The Writing Retreat: A Novel
“The book, told in . . . first person, is heavily plotted and—like the house—full of secret passageways and red herrings.”
All would-be authors dream of invitations to subsidized writing retreats, but Alex wins the lottery: She scores a one-of-four ticket to a month-long encounter with her favorite author in the world, bestselling Roza Vallo. One of the four, all women writers under 30, will get not only Vallo’s mentorship but a big-ticket book contract.
The catch is that Alex’ onetime best friend, and now her sworn enemy, is also among the four. They’re even slated to share a room at Vallo’s secluded and somewhat macabre rural New York manor house, Blackbriar, where some mysterious spiritualism-related deaths occurred in the late 19th century. Is the stage set? You bet it is. Doors will creak, lightning will crack, snow will fall, guns will be stashed, menace will occur, people will disappear—and then reappear.
The Writing Retreat is full of horror tropes, but judging from the volume of haunted house books and movies, consumers can never get enough of them. This isn’t We Have Always Lived in the Castle, but it’s a fairly good representative of the genre.
Julia Bartz describes herself as “a feminist, sex-positive, social justice-oriented therapist” whose aim is “to help clients learn more about themselves and figure out how to build a more authentic and fulfilling life.” This is her first work of fiction, but the aim is a bit different from her therapy. She simply wants to create a great read, and there’s not a lot of feminist solidarity in the book.
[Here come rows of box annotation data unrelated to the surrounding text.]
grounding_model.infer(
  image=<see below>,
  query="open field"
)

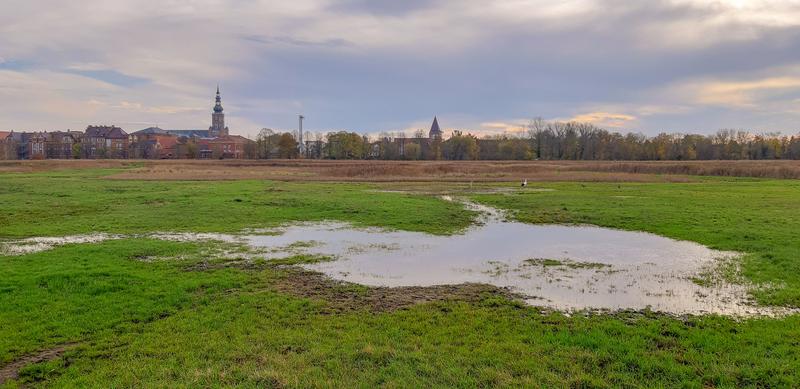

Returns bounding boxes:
[0,160,800,182]
[0,161,800,387]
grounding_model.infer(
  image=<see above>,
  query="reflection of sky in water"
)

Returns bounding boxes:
[0,200,786,315]
[247,219,768,314]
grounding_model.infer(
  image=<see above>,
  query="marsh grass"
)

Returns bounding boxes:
[0,166,800,388]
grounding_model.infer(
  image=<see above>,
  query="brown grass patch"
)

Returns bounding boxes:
[275,267,517,313]
[0,343,75,385]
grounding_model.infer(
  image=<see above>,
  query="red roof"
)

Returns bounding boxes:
[158,136,178,149]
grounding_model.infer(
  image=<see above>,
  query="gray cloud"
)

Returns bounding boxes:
[0,0,800,133]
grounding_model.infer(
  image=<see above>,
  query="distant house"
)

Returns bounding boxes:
[82,126,129,159]
[129,127,178,159]
[207,135,255,159]
[0,87,255,159]
[0,131,19,160]
[25,131,47,159]
[45,131,83,159]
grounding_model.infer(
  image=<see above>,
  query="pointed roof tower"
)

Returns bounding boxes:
[214,84,222,113]
[428,116,442,139]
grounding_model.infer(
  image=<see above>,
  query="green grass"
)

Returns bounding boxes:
[0,170,474,238]
[0,171,800,388]
[472,179,800,307]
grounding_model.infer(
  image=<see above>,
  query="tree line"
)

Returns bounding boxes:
[256,119,800,161]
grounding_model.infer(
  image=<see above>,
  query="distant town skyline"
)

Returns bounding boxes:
[0,0,800,137]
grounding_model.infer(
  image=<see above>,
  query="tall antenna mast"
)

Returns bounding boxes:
[298,115,306,155]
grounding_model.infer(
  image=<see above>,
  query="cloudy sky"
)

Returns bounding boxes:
[0,0,800,135]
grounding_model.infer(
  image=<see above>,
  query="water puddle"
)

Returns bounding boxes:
[0,233,123,255]
[0,197,794,316]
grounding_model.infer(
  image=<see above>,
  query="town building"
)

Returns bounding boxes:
[81,126,129,159]
[129,127,179,159]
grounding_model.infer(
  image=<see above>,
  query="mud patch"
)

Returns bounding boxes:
[0,343,77,385]
[0,233,124,255]
[275,268,520,313]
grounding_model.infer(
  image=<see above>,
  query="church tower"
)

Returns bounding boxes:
[208,85,228,137]
[428,116,442,140]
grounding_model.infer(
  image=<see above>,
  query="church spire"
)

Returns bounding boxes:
[214,84,222,113]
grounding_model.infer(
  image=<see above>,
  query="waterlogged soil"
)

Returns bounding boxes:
[0,343,76,385]
[276,267,518,313]
[0,200,791,316]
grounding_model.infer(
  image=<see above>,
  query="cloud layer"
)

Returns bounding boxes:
[0,0,800,135]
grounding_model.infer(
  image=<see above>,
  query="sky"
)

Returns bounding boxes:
[0,0,800,137]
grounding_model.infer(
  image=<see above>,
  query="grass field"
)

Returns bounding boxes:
[0,164,800,387]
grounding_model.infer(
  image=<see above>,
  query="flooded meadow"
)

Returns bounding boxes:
[0,196,789,316]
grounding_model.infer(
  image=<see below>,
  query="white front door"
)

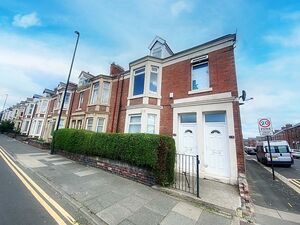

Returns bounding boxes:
[204,113,230,177]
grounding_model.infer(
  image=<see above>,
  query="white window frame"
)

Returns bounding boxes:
[96,117,105,133]
[77,91,84,109]
[148,65,159,95]
[132,66,147,97]
[128,113,142,133]
[85,117,94,131]
[90,81,100,105]
[188,58,212,94]
[101,81,110,105]
[147,113,157,134]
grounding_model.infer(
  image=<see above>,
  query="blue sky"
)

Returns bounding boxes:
[0,0,300,137]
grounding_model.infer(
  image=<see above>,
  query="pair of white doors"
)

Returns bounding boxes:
[179,112,229,177]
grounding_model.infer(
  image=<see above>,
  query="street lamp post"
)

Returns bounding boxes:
[50,31,80,155]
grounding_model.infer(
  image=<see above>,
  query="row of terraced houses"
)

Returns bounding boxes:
[2,34,245,184]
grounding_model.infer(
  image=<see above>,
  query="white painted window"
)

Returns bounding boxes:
[191,62,209,91]
[35,120,43,135]
[86,118,93,130]
[96,117,104,132]
[58,119,65,129]
[78,92,84,109]
[128,114,142,133]
[39,100,48,113]
[149,66,158,94]
[101,81,110,104]
[152,46,162,58]
[133,68,145,95]
[64,92,71,108]
[27,104,34,115]
[147,114,156,134]
[91,82,99,104]
[24,121,29,132]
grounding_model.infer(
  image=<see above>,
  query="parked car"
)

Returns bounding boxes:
[292,149,300,159]
[256,141,294,167]
[244,146,256,155]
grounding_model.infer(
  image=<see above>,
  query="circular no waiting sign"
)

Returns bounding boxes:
[258,118,271,128]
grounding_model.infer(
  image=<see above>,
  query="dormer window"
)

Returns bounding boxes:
[149,66,158,94]
[152,46,162,58]
[191,56,210,91]
[133,68,145,95]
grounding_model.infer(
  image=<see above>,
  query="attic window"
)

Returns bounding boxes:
[152,47,162,58]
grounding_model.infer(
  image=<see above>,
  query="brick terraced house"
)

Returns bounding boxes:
[1,34,245,184]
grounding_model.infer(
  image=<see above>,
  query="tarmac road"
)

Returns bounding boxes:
[0,154,57,225]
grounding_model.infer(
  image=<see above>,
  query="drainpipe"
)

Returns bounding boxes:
[116,74,124,132]
[110,75,120,132]
[66,90,76,128]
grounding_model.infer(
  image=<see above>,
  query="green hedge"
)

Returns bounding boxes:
[53,129,175,185]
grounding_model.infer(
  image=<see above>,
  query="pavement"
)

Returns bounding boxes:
[246,156,300,225]
[0,155,55,225]
[0,135,243,225]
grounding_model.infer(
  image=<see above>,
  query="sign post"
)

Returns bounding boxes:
[258,118,275,180]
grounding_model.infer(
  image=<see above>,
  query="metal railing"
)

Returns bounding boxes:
[173,154,200,197]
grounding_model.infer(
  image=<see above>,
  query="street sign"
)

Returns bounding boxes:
[258,118,273,136]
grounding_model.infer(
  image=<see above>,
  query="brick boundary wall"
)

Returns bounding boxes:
[238,173,254,220]
[57,150,155,186]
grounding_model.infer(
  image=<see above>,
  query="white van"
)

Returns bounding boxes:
[256,141,294,167]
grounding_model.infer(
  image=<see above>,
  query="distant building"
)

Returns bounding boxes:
[272,123,300,149]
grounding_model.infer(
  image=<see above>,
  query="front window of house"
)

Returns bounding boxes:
[133,68,145,95]
[191,62,209,91]
[96,117,104,133]
[58,119,65,129]
[147,114,156,134]
[36,121,42,135]
[64,92,71,108]
[152,47,162,58]
[78,92,84,109]
[149,66,158,94]
[28,104,34,114]
[101,81,110,104]
[91,82,99,104]
[128,114,142,133]
[86,118,93,130]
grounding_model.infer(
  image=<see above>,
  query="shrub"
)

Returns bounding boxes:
[53,129,175,185]
[0,120,14,133]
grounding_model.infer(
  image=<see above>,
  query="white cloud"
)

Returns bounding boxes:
[12,12,41,28]
[281,11,300,20]
[171,1,191,16]
[264,26,300,47]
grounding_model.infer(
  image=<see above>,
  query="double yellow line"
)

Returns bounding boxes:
[0,146,77,225]
[289,179,300,188]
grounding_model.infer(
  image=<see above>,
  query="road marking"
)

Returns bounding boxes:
[289,179,300,188]
[0,149,66,224]
[0,146,77,224]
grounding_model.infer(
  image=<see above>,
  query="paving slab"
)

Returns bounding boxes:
[96,204,132,225]
[145,195,178,216]
[161,212,196,225]
[196,211,231,225]
[172,202,203,221]
[127,207,163,225]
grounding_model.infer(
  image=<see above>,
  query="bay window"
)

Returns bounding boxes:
[101,81,110,104]
[128,114,142,133]
[96,117,104,133]
[191,61,209,91]
[147,114,156,134]
[86,118,93,130]
[133,68,145,95]
[149,66,158,94]
[91,82,99,105]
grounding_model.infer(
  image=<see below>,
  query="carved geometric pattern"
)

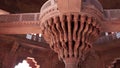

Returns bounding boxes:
[43,14,100,62]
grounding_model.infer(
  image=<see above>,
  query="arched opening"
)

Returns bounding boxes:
[14,57,40,68]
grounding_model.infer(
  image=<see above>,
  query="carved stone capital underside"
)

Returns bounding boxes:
[41,14,100,62]
[40,0,103,68]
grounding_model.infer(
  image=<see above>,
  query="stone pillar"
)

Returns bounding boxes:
[40,0,102,68]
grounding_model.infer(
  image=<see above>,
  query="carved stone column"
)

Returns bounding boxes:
[40,0,102,68]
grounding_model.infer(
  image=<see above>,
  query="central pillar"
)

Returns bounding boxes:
[40,0,102,68]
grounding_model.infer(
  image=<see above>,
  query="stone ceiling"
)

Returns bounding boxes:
[0,0,120,13]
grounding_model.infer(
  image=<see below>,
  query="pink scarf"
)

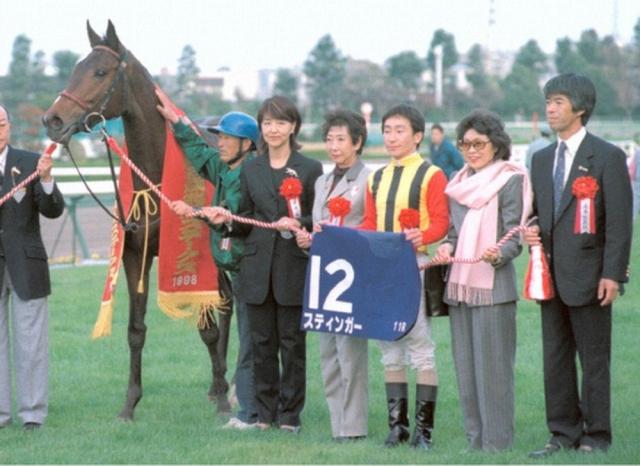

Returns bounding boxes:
[445,160,533,306]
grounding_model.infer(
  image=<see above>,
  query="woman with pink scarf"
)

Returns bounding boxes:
[437,110,532,450]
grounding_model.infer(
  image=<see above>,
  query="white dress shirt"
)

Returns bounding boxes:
[0,144,54,194]
[553,126,587,188]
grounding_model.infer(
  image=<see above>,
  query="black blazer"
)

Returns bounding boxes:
[531,133,633,306]
[0,146,64,301]
[232,152,322,306]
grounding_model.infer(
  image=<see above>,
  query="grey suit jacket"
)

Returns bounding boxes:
[445,175,523,306]
[312,159,371,226]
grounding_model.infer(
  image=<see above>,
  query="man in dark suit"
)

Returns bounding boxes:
[525,74,632,458]
[0,106,64,430]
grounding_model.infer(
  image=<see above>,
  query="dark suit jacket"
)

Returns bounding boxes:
[531,133,633,306]
[232,152,322,306]
[0,147,64,301]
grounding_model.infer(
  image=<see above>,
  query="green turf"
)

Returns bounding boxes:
[0,224,640,464]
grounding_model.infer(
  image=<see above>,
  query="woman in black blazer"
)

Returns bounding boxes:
[214,96,322,432]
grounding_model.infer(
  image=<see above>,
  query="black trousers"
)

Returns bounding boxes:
[247,290,306,426]
[542,297,611,448]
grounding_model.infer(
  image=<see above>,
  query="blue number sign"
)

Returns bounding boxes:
[300,226,420,341]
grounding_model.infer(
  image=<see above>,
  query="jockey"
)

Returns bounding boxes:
[157,92,259,429]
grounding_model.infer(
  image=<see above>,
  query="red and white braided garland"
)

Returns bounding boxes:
[106,136,310,240]
[0,142,58,205]
[105,137,171,206]
[419,222,535,270]
[104,136,533,251]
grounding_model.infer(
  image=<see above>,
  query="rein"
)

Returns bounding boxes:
[59,45,138,232]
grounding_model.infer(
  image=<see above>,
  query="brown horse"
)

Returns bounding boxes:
[42,21,231,420]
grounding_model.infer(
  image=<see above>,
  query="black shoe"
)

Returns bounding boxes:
[384,383,411,448]
[22,422,42,432]
[529,443,563,459]
[411,384,438,450]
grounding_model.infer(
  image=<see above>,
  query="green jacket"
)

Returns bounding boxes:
[173,122,254,272]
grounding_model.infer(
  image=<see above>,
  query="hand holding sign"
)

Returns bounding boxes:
[300,225,420,341]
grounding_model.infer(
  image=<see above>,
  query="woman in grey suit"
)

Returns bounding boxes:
[296,110,369,441]
[437,111,532,450]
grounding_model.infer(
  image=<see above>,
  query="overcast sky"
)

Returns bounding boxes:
[0,0,640,76]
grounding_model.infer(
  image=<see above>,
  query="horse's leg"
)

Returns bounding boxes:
[200,271,233,414]
[118,249,153,421]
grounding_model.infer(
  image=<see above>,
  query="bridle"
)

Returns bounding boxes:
[58,45,127,132]
[59,45,143,232]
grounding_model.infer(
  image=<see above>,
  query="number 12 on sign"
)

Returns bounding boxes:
[309,255,355,314]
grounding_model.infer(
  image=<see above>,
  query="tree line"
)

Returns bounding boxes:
[0,18,640,149]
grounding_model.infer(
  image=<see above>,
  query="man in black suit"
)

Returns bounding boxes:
[0,106,64,430]
[525,73,632,458]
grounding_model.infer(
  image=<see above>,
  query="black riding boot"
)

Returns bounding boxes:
[411,385,438,450]
[384,383,410,447]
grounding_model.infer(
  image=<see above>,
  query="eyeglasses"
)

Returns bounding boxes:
[458,139,491,152]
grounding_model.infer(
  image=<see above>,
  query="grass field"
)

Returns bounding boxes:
[0,225,640,464]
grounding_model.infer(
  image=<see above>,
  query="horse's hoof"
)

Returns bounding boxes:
[117,411,133,422]
[216,396,231,416]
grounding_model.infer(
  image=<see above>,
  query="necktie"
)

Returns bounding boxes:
[553,142,567,214]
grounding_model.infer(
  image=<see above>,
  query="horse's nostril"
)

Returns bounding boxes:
[43,115,64,130]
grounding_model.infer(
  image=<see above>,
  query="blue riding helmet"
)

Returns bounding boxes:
[207,112,258,146]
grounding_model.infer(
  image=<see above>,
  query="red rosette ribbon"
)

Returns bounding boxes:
[398,209,420,231]
[327,196,351,226]
[522,244,555,301]
[280,176,302,218]
[571,176,600,234]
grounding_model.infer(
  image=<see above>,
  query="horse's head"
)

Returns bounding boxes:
[42,21,128,143]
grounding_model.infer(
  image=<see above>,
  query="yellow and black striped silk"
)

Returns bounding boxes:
[369,152,438,238]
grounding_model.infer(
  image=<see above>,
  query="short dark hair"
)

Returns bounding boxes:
[0,104,11,123]
[382,104,426,147]
[322,109,367,155]
[456,110,511,160]
[257,95,302,154]
[543,73,596,126]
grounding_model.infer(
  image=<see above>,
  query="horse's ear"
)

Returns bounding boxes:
[87,20,102,47]
[106,20,122,53]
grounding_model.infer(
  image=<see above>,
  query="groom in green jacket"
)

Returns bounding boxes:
[157,92,258,429]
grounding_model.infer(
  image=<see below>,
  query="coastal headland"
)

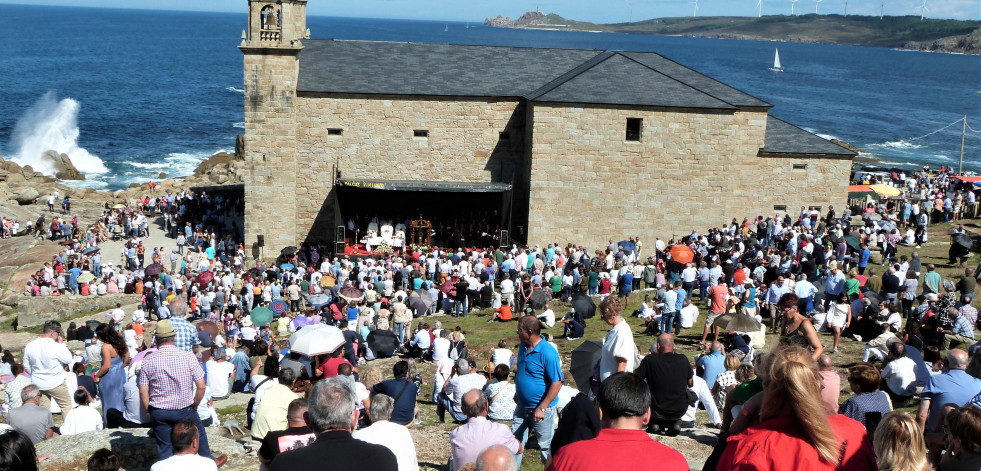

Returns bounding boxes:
[484,11,981,54]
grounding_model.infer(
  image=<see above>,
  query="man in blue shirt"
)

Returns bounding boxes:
[940,309,974,350]
[698,341,726,389]
[858,244,872,275]
[764,275,790,332]
[916,349,981,432]
[824,262,845,310]
[665,281,688,335]
[511,316,562,468]
[618,270,634,299]
[660,287,684,333]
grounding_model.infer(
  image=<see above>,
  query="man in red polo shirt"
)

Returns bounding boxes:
[548,373,689,471]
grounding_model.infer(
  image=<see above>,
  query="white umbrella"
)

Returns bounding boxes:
[289,324,344,356]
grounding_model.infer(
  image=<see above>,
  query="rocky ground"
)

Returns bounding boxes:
[0,148,245,218]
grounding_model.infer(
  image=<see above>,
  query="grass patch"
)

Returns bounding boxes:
[216,405,245,415]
It’s a given in gothic books like this that the characters are not who they seem, but here the personality turnarounds are pretty dramatic.
It's plain right off that Vallo has an agenda that goes beyond the bestseller list. The full dimensions of the character and her creepily devoted Addams Family staff will become clear eventually, and it’s quite whacked out.
Most of the book takes place at the retreat and, as the women get to know each other, alliances will be formed and broken. Alex’ former bestie, Wren, will take on various forms and identities, though some of them are it-was-only-a-dream fakeouts. Revelations and supernatural events will occur, and all the while Vallo is guiding her young charges through some increasingly outré exercises.
The book, told in Alex’ first person, is heavily plotted and—like the house—full of secret passageways and red herrings. Just about everyone is concealing something. Saying anything more about the story will risk spoiling the fun. But if some of the dialogue is a bit overripe and the situations occasionally (OK, often) implausible, the book never offends to the point where the reader want to throws it across the room. Burn it to keep warm, maybe.
Books and films about writers have a challenge: Writing is boring. It’s someone sitting in a room, at a desk, typing away. So authors and directors mostly give us the life, not the writing. To Bartz’ credit, this one really is about writing. In fact, the four writers are competing against each other to turn out a great work of fiction—so they’re writing in their rooms all day. Critiques of the finished chapters take up a fair amount of space.
That said, the winning novel—which gets tossed into the fire at one point—doesn’t really seem like chart-topping material. But maybe you had to be there—at Vallo’s Blackbriar, with possibly poisoned food and malice lingering behind every door.